Capitalism in space: Based on recent remarks from officials as well as a number of newly issued contracts, the U.S. military has now decided to completely shift from designing and building its own space hardware — which it has increasingly done badly at great cost — to simply becoming a customer buying products from the private sector.

First we have remarks and press announcements from top Pentagon officials, stating this policy change.

Deputy Defense Secretary Kathleen Hicks, who has spearheaded Pentagon efforts to bring cutting-edge technology into defense programs, is overseeing the military’s first commercial space integration strategy.

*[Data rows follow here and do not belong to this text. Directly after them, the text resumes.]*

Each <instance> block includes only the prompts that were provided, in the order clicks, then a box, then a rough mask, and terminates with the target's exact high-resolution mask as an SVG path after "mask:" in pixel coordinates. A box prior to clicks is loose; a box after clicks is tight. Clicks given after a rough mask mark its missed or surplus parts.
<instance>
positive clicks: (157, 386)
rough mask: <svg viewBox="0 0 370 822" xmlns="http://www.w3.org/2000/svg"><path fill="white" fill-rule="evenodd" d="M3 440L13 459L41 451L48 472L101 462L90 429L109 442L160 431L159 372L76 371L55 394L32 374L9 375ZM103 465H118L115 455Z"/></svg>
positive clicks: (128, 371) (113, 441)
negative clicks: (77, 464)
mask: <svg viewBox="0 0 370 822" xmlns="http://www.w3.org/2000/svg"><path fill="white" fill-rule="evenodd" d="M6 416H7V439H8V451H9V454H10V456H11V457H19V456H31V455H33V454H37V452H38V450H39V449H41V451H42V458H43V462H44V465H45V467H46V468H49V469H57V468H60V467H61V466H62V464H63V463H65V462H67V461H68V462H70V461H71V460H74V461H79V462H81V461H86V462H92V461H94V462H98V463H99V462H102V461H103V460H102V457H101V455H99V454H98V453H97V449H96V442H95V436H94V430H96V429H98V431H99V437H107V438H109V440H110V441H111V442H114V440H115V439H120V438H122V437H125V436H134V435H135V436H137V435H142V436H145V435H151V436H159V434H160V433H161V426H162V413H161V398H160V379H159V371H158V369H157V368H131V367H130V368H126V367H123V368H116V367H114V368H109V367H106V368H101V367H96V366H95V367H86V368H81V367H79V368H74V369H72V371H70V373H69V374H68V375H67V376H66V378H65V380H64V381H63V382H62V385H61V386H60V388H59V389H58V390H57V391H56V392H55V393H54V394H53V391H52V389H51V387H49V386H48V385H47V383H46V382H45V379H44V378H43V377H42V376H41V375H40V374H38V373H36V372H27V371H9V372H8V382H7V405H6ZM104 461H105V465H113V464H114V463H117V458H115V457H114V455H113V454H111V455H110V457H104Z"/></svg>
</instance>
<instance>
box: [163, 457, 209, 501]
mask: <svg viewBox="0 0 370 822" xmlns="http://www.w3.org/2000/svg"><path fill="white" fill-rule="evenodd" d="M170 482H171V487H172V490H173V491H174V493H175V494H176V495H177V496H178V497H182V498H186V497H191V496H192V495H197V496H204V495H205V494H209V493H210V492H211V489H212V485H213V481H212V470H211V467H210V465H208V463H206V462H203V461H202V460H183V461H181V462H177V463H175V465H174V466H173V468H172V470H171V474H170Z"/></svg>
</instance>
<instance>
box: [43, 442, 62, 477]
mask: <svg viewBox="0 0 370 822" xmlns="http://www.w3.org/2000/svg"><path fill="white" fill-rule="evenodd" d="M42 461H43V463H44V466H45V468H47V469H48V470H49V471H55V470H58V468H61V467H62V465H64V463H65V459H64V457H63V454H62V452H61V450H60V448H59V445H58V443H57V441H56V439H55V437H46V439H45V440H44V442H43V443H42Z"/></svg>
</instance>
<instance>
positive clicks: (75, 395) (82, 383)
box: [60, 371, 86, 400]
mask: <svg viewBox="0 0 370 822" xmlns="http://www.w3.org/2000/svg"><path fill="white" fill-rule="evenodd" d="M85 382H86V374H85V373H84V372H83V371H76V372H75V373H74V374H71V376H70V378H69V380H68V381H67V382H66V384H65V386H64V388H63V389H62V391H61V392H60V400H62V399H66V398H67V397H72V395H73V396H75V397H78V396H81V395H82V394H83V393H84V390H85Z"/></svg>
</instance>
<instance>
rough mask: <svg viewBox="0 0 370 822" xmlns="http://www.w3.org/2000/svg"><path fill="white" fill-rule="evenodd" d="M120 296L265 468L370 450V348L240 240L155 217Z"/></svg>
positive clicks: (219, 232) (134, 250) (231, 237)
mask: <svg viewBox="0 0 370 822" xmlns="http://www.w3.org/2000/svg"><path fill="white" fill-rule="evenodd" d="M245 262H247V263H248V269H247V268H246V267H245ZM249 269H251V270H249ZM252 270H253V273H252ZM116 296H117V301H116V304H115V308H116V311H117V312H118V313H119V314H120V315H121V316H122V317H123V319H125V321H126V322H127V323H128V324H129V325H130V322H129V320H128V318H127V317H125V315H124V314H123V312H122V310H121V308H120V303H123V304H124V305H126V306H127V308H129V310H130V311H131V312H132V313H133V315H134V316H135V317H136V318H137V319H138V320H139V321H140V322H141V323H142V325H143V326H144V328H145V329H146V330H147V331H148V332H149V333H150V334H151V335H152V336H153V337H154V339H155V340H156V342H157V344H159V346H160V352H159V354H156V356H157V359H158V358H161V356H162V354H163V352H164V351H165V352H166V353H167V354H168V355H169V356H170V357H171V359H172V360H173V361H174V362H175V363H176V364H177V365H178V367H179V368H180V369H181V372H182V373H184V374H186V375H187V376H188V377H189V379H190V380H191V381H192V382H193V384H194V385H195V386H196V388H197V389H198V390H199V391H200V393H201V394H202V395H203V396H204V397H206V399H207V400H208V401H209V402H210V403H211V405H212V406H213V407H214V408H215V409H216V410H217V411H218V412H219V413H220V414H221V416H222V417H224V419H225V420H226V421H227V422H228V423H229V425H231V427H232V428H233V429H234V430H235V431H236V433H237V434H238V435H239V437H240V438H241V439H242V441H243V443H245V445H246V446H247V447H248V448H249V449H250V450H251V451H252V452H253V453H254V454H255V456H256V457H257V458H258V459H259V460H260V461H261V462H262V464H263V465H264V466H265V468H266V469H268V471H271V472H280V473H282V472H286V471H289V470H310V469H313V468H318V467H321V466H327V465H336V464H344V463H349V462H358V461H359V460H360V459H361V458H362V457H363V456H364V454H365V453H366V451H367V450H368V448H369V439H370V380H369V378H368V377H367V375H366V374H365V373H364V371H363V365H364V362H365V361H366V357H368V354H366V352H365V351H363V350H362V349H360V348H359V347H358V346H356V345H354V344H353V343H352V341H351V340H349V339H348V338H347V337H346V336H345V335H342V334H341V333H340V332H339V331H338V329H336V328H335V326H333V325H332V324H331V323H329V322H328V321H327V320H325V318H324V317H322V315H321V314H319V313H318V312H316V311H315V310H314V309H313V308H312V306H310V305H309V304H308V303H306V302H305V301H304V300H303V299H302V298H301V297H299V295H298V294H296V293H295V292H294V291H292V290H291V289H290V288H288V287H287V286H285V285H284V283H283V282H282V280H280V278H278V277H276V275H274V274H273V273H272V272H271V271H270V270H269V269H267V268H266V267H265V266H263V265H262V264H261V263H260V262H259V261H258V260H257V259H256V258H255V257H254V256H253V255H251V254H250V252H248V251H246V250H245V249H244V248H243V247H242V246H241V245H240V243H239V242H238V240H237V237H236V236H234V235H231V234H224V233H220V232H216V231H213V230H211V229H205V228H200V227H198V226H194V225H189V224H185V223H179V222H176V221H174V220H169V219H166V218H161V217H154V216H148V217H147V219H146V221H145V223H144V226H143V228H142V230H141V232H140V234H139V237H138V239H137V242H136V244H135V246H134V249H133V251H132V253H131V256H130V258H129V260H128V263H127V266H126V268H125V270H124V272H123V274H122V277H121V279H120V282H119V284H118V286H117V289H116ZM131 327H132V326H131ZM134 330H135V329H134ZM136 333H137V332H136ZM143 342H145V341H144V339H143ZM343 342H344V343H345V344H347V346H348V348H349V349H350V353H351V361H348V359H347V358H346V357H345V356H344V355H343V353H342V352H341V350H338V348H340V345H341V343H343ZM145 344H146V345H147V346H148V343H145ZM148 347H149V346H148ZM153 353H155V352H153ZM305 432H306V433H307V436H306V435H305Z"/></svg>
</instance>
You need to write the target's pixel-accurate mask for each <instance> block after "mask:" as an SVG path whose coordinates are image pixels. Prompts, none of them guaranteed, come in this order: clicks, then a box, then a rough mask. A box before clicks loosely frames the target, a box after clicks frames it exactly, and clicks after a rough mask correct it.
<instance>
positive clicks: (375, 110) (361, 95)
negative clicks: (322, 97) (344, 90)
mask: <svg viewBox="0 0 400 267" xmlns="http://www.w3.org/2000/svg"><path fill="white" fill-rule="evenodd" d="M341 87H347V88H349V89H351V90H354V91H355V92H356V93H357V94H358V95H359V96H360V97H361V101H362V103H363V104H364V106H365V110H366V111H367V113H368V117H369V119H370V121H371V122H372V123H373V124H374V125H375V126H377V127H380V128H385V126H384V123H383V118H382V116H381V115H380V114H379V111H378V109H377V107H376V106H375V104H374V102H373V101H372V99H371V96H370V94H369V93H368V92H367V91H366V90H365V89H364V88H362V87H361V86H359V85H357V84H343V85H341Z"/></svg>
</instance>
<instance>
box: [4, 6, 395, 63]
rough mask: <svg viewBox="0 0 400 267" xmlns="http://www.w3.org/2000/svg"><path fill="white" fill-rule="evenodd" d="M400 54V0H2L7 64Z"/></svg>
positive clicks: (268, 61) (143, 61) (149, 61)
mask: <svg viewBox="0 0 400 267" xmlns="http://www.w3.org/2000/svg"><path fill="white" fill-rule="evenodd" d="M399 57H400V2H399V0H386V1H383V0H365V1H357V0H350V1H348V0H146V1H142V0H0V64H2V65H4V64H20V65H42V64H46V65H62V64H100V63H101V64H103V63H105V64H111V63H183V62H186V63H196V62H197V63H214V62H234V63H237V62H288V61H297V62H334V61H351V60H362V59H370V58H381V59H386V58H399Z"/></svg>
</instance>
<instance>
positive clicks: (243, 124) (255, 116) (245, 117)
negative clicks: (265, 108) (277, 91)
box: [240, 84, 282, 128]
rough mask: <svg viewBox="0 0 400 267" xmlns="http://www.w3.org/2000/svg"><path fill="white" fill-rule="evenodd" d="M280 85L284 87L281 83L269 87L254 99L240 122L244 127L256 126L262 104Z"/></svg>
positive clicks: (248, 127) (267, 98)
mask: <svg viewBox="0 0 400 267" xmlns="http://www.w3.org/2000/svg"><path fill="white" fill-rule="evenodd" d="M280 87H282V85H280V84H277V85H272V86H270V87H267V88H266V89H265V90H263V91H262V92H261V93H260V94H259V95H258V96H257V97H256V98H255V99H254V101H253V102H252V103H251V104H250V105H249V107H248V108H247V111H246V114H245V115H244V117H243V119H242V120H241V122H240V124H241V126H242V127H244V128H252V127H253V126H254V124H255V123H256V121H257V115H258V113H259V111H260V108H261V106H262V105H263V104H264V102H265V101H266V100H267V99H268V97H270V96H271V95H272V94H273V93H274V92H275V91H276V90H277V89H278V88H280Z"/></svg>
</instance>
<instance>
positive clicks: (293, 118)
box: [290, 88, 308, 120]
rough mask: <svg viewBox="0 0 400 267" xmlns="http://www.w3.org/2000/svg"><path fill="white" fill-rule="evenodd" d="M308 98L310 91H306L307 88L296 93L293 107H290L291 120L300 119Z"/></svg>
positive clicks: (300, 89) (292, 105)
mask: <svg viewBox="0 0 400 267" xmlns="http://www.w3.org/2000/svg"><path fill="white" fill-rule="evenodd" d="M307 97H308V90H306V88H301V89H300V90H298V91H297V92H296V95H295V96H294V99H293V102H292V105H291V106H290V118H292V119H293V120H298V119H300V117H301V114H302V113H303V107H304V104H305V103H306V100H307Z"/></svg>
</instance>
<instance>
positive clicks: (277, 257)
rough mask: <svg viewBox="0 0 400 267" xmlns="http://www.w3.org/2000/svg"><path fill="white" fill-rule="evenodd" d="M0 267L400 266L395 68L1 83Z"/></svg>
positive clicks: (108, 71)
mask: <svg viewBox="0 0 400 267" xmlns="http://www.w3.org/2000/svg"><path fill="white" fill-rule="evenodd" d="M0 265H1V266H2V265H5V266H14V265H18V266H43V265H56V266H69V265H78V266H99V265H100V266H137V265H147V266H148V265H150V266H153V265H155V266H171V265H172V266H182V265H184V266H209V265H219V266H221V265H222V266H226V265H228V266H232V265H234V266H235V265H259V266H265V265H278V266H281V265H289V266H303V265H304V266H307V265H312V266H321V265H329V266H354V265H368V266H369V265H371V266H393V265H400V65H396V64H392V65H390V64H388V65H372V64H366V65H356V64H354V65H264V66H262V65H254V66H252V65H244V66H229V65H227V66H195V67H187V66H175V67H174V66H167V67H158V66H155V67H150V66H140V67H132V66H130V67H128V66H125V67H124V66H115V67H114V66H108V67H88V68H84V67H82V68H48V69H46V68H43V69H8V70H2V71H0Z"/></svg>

The new strategy comes as the Pentagon seeks to tap into advancements in commercial space technology to maintain an advantage over China, now seen as America’s top military competitor. “At Deputy Secretary Hicks’ direction, the Department is currently developing our first DoD Commercial Space Integration Strategy in order to drive integration and ensure the availability of commercial space solutions during competition, crisis and conflict,” Pentagon Spokesman Eric Pahon said Nov. 27 in a statement to SpaceNews.

Nor are these merely words. On November 22, 2023 the military announced a request for proposals from twenty different commercial space companies to provide all of its military needs in orbit, with potential contracts worth up to $900 million.

The Proliferated Low Earth Orbit (PLEO) Satellite-Based Services contract, first announced in July, is run by the Defense Information Systems Agency (DISA) on behalf of the Space Force’s Commercial Satellite Communications Office (CSCO), a central marketplace for satellite services operated by the Space Systems Command.

…The PLEO contract “supports the Department of Defense’s requirement to provide worldwide, low-latency PLEO services,” said DISA. The IDIQ contracting method allows the Department of Defense, other federal agencies and international allies “to procure fully managed satellite-based services and capabilities for all domains (space, air, land, maritime and cyber) with a consistent, quality-backed, low-latency offering.”

This shift is excellent news, not only for the commercial space industry but for the American military itself. The former is guaranteed to grow and innovate as these companies compete for military business, while the latter will get what it needs more quickly and at much lower cost.